Although the nsIGenericCommandSet works well for any parameterless commands, other commands might be more complex, and might require custom enabling/disabling checkers, as well as custom APIs for the invocation of their commands.

An example of such a system might be commands in the Composer package for color management. The application of color to the selection within a focused object requires that the new color be passed in to the command as a parameter.

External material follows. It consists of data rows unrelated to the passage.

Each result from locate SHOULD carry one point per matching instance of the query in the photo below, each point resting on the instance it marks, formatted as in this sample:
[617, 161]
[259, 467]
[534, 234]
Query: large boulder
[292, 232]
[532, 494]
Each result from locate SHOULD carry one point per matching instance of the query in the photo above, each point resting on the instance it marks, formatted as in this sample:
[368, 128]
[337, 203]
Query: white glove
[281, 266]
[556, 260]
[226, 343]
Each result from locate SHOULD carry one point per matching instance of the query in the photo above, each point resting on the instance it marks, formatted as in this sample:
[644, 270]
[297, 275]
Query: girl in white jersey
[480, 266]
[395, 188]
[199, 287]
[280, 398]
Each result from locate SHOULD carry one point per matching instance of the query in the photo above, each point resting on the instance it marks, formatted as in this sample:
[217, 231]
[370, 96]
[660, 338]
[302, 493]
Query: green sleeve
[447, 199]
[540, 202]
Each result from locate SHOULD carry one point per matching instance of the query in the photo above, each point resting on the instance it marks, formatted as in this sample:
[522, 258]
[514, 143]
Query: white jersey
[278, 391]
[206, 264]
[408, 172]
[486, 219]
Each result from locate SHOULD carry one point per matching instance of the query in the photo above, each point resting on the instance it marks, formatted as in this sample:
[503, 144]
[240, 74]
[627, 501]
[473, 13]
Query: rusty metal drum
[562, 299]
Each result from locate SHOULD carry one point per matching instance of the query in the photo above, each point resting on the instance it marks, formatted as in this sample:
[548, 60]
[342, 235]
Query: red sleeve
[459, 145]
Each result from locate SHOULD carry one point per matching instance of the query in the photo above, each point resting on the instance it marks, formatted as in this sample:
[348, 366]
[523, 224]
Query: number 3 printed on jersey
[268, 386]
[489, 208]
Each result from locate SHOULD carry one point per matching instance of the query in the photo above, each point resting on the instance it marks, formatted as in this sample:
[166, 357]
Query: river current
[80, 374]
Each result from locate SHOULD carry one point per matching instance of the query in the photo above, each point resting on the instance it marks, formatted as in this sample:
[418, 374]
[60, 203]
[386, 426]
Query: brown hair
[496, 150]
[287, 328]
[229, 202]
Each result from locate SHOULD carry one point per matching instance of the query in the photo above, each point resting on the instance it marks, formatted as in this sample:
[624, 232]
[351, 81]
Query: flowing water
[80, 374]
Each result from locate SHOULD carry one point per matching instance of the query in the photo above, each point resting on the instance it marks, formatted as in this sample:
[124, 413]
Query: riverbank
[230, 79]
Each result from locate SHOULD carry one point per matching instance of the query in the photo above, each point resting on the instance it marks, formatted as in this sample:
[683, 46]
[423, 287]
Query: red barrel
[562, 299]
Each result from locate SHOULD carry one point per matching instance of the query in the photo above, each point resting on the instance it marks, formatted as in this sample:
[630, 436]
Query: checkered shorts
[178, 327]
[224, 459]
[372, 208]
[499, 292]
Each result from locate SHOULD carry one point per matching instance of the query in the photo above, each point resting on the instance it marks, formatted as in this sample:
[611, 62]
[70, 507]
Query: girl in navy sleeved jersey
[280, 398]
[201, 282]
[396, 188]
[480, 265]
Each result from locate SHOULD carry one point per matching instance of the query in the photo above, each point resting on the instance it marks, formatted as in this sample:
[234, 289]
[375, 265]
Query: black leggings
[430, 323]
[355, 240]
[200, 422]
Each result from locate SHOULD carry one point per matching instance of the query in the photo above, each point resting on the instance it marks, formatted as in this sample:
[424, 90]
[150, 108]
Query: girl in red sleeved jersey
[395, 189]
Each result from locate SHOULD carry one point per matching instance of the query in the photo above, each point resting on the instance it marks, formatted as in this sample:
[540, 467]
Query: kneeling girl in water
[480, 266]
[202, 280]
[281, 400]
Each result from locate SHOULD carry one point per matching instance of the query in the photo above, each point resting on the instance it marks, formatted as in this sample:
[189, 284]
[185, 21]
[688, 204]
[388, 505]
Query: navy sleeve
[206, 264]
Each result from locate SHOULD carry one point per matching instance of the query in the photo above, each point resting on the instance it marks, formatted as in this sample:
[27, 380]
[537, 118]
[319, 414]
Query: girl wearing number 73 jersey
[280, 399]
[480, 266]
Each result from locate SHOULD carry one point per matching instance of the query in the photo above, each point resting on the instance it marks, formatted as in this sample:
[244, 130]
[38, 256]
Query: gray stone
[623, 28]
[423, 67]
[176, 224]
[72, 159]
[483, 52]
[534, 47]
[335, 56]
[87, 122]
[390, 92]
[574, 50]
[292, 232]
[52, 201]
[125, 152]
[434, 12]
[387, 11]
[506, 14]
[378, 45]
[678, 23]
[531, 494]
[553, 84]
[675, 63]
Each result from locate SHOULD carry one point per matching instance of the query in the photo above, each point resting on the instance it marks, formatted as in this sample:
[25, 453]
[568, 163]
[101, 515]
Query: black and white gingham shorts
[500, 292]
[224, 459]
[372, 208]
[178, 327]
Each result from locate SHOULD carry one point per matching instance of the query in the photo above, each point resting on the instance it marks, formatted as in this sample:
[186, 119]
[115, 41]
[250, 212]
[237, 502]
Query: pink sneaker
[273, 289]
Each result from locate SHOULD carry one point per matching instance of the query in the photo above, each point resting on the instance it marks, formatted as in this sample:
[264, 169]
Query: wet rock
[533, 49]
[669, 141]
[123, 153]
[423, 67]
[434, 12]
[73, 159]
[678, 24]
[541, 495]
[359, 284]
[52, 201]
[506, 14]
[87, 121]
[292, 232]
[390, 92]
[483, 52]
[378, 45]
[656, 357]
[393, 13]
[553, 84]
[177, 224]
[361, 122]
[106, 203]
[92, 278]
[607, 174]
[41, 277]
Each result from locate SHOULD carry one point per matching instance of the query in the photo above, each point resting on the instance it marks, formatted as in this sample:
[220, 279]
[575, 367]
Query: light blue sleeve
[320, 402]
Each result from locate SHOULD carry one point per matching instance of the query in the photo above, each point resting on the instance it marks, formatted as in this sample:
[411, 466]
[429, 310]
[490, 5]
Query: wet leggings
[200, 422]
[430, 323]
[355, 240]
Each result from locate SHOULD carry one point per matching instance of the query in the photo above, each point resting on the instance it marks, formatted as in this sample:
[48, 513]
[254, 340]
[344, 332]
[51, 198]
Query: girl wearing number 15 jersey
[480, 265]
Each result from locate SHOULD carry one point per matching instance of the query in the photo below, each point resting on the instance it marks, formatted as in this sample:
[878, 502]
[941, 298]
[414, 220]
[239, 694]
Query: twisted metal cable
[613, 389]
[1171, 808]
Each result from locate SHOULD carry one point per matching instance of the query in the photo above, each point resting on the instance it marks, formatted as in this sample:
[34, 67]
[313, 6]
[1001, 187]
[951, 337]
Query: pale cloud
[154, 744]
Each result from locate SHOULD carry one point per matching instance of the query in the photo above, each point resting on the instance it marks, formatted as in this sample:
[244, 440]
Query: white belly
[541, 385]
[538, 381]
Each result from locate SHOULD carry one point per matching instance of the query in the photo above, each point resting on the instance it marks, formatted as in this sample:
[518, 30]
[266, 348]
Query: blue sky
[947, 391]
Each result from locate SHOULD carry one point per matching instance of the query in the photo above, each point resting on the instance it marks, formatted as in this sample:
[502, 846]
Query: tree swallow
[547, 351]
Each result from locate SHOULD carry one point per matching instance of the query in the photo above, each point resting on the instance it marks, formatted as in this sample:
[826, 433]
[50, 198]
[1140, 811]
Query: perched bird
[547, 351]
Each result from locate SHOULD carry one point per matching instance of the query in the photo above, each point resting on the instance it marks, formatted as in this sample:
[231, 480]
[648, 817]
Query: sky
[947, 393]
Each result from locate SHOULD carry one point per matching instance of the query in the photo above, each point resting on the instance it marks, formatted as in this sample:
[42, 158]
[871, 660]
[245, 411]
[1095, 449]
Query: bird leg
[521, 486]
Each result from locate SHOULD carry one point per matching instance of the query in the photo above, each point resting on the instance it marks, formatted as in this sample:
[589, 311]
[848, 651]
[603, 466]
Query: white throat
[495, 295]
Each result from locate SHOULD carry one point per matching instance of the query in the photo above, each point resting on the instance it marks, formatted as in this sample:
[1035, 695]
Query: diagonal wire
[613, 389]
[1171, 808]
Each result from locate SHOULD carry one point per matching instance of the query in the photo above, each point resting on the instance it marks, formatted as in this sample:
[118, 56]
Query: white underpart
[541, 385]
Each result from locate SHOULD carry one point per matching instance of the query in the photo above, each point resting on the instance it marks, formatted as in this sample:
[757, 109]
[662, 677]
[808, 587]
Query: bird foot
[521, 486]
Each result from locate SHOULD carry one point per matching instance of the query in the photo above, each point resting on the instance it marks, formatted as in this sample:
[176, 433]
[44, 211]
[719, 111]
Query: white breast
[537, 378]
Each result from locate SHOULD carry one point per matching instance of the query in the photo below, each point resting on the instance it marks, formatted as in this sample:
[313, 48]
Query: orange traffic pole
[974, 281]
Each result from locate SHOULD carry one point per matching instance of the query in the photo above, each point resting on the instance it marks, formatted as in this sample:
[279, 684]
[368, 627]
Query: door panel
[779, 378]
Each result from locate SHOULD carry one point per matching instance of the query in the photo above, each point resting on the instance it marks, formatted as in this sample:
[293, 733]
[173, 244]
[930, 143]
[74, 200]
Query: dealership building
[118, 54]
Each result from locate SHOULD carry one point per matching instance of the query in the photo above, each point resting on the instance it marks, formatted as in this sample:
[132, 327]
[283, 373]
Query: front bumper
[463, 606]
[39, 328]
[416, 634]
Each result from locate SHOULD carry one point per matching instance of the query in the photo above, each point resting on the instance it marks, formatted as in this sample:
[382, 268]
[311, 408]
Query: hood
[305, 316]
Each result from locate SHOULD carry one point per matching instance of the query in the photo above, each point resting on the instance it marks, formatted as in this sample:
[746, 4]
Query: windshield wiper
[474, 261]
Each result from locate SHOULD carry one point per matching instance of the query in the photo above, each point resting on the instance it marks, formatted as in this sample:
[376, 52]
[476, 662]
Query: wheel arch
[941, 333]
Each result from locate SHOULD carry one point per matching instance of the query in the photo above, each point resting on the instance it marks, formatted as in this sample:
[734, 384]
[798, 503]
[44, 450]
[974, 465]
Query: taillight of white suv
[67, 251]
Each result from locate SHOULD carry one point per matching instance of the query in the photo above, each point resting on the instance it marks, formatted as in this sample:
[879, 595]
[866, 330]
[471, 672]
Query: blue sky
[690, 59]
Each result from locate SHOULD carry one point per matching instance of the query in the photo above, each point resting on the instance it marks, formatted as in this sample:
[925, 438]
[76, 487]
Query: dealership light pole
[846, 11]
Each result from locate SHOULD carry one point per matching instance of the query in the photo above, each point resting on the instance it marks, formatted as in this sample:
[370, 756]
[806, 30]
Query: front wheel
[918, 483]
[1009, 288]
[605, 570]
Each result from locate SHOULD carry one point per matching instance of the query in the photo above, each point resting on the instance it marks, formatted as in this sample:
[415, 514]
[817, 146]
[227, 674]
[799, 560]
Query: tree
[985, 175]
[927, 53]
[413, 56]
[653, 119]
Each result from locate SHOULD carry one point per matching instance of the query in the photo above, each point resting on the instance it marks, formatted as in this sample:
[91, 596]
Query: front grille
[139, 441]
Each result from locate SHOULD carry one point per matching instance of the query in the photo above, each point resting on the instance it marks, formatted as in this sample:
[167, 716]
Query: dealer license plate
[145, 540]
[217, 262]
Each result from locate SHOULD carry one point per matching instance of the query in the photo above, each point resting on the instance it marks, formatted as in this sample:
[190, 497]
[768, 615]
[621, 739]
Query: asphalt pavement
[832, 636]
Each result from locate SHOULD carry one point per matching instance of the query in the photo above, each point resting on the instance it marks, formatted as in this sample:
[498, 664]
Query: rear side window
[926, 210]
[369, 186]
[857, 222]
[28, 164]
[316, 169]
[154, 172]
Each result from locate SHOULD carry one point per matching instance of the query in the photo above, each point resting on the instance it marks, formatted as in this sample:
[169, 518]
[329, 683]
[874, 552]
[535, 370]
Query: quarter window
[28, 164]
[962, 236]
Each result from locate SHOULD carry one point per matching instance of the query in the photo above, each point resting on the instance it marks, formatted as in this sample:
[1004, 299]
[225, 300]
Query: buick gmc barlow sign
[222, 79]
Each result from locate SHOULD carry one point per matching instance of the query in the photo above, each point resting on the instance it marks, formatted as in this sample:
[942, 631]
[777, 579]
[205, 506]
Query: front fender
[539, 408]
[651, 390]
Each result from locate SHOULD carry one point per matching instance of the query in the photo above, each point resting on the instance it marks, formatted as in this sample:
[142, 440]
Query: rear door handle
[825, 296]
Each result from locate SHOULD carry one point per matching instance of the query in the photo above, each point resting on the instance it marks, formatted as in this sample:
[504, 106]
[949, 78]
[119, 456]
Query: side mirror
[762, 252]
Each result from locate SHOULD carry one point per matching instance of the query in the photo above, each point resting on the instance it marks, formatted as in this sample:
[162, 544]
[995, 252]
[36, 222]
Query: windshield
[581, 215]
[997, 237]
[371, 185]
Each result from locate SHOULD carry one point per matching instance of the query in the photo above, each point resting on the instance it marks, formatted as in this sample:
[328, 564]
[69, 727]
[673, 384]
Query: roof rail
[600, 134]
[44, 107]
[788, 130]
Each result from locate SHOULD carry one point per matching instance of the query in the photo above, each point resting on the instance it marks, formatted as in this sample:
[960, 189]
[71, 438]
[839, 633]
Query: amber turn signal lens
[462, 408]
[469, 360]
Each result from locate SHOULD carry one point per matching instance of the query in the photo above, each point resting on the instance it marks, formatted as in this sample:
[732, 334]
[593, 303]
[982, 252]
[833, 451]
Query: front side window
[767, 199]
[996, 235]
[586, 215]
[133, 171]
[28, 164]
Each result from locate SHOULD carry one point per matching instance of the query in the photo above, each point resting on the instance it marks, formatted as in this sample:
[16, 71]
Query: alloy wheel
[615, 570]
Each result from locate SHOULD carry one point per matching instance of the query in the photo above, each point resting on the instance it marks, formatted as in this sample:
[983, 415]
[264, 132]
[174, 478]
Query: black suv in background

An interface, nsIColorCommandSet, could contain an applyColor method that takes a string, the RGB value of the color being applied, as a single argument. The code then looks very similar to previous examples, except that the command set being used is a different interface.

<broadcaster id="colorApplier" action="applyColor();"/>
function applyColor()
  // Code that pops up a color picker and stashes a color result in
  // the variable color result
  var colorResult = ...;

  // Execute the command for applying the color.
  var c = document.focus.getController(Components.interfaces.nsIColorCommandSet);

Open Issues

  • Does the focus tracker only need to track elements, or does it also need to worry about windows?
  • If it isn't sufficient to only track elements, how do we attach controllers to other DOM objects that might not be XUL?
  • How does the controller registration happen for HTML text fields that Ender uses? (It needs to happen automatically when the node is created.) An answer might be that Ender doesn't use controllers, but the getController method of the focus tracker special cases the HTML text nodes.